Mark Twain was fond of the sharp barb, the straight shot, the cutting colloquial witticism, the carefully turned phrase. He liked to contrast trim American prose with the tangle of Teutonic verbiage. Whoever invented German, he quipped in "The Awful German Language" (1880), "seems to have taken pleasure in complicating it in every way he could think of."
Twain also had strong opinions about God and organized religion. (Had his wife died earlier he might have made his views more public.) He confided to his notebook in 1904: "God, so atrocious in the Old Testament, so attractive in the New—the Jekyl and Hyde of sacred romance."
Lewis Lapham seems to follow Twain’s lead in the intro to the new Lapham’s Quarterly. The issue he says, "doesn’t trade in divine revelation, engage in theological dispute, or doubt the existence of God." True to form—besides Lapham’s own opinions laid bare in the intro—this LQ culls bits and pieces from the world’s leading religions, along with the words of saints, martyrs, remote observers, apostates, and what have you.
Brought up in a secular home, Lapham "missed the explanation as to why the stories about Moses and Jesus were to be taken as true while those about Apollo and Rumpelstiltskin were not." He brought a similar critical eye (or is it heart?) to New Haven as an undergrad in the 1950s. So while William Buckley fretted over "whether Yale fortifies or shatters the average student's respect for Christianity," Lapham wanted the grizzly details of God’s autopsy report. How and when did the deity expire? "[D]isemboweled by Machiavelli in sixteenth-century Florence, assassinated in eighteenth-century Paris by agents of the French Enlightenment, lost at sea in 1835 while on a voyage with Charles Darwin to the Galapagos Islands, garroted by Friedrich Nietzsche on a Swiss Alp in the autumn of 1882, disappeared into the nuclear cloud ascending from Hiroshima on August 6, 1945."
News of God’s demise turned out to be greatly exaggerated. Even observers in Manhattan, Cambridge, and New Haven couldn’t deny the surge in religious zeal, from Jesus People to Jihadists. Notes Lapham: "Together with the rising of militant religious fervor in the United States during the last thirty years, devout and literal-minded readings of the Qur’an have brought forth war in Iraq and Afghanistan, massacre in Africa and the Balkans, suicide bombing in Israel, Pakistan, India, and Palestine, heavy security encircling the presence of President Barack Obama, elected to the White House in his persona as a Messiah come not to govern the country but to redeem it." (Curious. I don’t quite get why Lapham broadly paints religion as a Dionysian freak show or a shell game huckstering. Snake handlers and Elmer Gantrys all.)

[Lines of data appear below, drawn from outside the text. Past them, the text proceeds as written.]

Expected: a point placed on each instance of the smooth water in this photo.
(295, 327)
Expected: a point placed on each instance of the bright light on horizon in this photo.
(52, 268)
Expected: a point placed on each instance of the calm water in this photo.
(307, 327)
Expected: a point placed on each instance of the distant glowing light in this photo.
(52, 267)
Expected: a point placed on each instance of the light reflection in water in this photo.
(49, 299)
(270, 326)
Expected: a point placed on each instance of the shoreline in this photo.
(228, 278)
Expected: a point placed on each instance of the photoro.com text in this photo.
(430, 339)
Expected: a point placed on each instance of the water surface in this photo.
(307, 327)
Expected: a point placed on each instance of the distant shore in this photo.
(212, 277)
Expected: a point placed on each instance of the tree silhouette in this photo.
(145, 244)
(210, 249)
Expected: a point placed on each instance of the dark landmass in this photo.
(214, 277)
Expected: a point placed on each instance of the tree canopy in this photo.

Purple prose of the editorial aside, this issue of LQ is tremendous. Beautiful full-color photos and paintings appear alongside selections from all manner of writers, prophets, poets, skeptics, luminaries, and lunatics. For example: Émile Zola Observes an Exorcism: c. 1870 / Brittany; Among Scorpions: 1520 / Wittenberg; The Gospel According to Jorge Luis Borges: 1928 / Argentina; Flannery O'Connor Presents a Prophet: 1949 / Tennessee; Marilynne Robinson Raises an Objection: 1997 / Iowa City; Fire and Smoke: c. 1100 / Constantinople; Church and State: 1779 / Monticello; Deification: 332 BC / Egypt; John Updike Hears a Point of Confession: 1960 / Mt. Judge. The scope well fits Lapham’s sprawling vision of arts and letters. Or, like some wag said of Greil Marcus, "everything reminds him of everything."
I can easily see how this handsome volume could be used as a text in a religion survey. There’s much of value here. The final three sections are most rewarding. The first features essays by contemporary authors on a variety of topics—original sin, church and state, and secularism. The penultimate bit, titled "Conversations," is brilliant: Søren Kierkegaard & Bertrand Russell: Define "Faith"; John Milton & Reinhold Neibuhr: In His Image; Ralph Waldo Emerson & G. K. Chesteron: What Would Jesus Do? The volume is rounded out by Terry Eagleton’s essay on Dostoevsky’s "The Grand Inquisitor."